To find how many 3-digit positive integers are odd and do not contain the digit 5, we can break down the problem step by step.
A 3-digit positive integer has the format XYZ, where:
- X represents the hundreds place
- Y represents the tens place
- Z represents the units (or ones) place
1. **Identifying the units digit (Z):** Since we want odd integers, Z can only be one of the digits from the set {1, 3, 7, 9}. There are 4 options here (1, 3, 7, and 9) because 5 is not allowed.

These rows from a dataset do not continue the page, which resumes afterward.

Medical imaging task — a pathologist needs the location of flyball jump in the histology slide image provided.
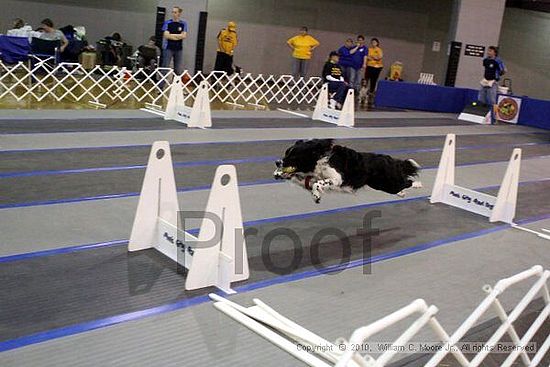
[128,141,250,293]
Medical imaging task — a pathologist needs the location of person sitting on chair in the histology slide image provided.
[138,36,161,68]
[40,18,69,53]
[323,51,352,109]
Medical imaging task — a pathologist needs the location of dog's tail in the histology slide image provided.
[403,159,422,177]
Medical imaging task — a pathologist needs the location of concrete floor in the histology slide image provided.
[0,111,550,366]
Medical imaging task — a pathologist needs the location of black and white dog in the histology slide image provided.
[273,139,422,203]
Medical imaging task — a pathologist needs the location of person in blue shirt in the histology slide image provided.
[338,38,357,83]
[349,35,369,95]
[338,35,369,94]
[162,6,187,75]
[478,46,506,106]
[322,51,351,110]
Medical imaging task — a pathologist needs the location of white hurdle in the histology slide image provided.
[141,77,212,129]
[128,141,249,293]
[430,134,521,223]
[311,83,355,127]
[210,265,550,367]
[311,83,355,127]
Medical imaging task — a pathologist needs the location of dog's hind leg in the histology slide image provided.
[311,179,334,204]
[396,177,423,198]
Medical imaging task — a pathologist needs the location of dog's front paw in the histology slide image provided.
[311,190,321,204]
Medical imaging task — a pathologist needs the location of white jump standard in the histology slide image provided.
[128,141,249,293]
[141,77,212,129]
[311,83,355,127]
[430,134,521,223]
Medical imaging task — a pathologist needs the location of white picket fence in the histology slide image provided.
[0,61,322,107]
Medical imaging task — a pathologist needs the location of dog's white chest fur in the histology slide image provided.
[313,157,342,186]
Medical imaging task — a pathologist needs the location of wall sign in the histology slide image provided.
[464,45,485,57]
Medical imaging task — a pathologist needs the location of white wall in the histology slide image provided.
[204,0,452,81]
[454,0,506,89]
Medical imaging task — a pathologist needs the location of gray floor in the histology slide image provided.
[0,111,550,366]
[0,220,550,367]
[0,118,472,134]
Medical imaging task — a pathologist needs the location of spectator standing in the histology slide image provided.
[365,38,384,96]
[349,35,369,94]
[478,46,506,106]
[162,6,187,75]
[214,22,238,75]
[40,18,69,53]
[478,46,506,123]
[338,38,358,84]
[286,27,320,78]
[323,51,351,109]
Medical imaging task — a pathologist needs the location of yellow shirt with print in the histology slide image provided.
[218,28,237,55]
[287,34,319,60]
[367,47,384,68]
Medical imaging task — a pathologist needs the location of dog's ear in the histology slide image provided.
[319,139,334,150]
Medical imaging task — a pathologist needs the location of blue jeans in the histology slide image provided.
[348,67,361,94]
[478,81,498,106]
[162,48,183,75]
[477,81,498,124]
[292,58,309,78]
[328,82,351,104]
[342,66,361,90]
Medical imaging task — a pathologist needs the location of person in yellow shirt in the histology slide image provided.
[214,22,238,75]
[365,38,384,101]
[286,27,320,78]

2. **Identifying the hundreds digit (X):** The hundreds digit can be any digit from 1 to 9 except 5. Thus, the possible digits for X are {1, 2, 3, 4, 6, 7, 8, 9}, which gives us 8 choices in total.
3. **Identifying the tens digit (Y):** The tens digit can be any digit from 0 to 9 except 5. Therefore, the possible choices for Y are {0, 1, 2, 3, 4, 6, 7, 8, 9}, totaling 9 options.
Next, we can calculate the total number of valid combinations:
Number of possibilities = (Choices for X) × (Choices for Y) × (Choices for Z) = 8 (for X) × 9 (for Y) × 4 (for Z) = 288.
So, the total number of 3-digit positive integers that are odd and do not contain the digit 5 is 288.